Dolar AS Terancam Hilang Statusnya Sebagai Safe Haven: Ancaman atau Realitas?

5 Min Read

Reputasi dolar Amerika Serikat (AS) kini berada di ujung tanduk, dengan kepercayaan investor yang mulai terkikis. Setelah lebih dari setengah abad mendominasi sebagai safe haven, statusnya terancam hilang. Ekonom membandingkan fenomena ini dengan runtuhnya Pound Inggris pada masa lalu, yang mengguncang pasar global.

Menurut Associated Press (AP), ancaman terhadap ekonomi AS, terutama dari tarif perdagangan, membuat aksi jual dolar menjadi hal yang sangat mencolok.
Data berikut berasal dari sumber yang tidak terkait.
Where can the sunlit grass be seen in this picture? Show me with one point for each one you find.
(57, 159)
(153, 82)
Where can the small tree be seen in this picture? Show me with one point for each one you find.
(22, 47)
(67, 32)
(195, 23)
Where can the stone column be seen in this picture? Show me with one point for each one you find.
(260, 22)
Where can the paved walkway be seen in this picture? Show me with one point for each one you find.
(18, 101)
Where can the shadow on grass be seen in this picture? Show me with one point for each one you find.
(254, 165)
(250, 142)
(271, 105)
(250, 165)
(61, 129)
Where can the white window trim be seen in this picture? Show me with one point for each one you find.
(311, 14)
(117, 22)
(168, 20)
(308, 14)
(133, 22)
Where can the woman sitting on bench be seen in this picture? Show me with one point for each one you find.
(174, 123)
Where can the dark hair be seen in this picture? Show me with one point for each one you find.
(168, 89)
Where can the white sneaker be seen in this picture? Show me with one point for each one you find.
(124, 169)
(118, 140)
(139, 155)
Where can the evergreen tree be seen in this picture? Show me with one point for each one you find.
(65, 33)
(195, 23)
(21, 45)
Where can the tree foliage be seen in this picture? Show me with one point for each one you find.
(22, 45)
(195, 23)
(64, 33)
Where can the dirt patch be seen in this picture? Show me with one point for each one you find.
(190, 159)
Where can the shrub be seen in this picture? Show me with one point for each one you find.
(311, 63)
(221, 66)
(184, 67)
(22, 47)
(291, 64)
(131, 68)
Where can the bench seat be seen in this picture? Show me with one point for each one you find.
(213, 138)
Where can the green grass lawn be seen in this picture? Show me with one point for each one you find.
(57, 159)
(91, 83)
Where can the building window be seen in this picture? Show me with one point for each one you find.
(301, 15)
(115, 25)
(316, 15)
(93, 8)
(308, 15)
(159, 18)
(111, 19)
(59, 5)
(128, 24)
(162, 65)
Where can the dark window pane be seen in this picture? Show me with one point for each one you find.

Mata uang biasanya mengalami fluktuasi seiring dengan inflasi, kebijakan bank sentral, dan faktor eksternal lainnya. Namun kali ini, penurunan dolar AS dianggap lebih dramatis dan mencerminkan kondisi yang lebih serius, terutama di tengah upaya Presiden Donald Trump mengubah sistem perdagangan global.

“Kepercayaan global terhadap dolar telah terbangun selama lebih dari setengah abad. Namun, hal tersebut bisa lenyap dalam sekejap mata,” ungkap Barry Eichengreen, Ekonom dari Universitas California, Berkeley, dalam wawancaranya dengan AP pada Jumat (18/4/2025).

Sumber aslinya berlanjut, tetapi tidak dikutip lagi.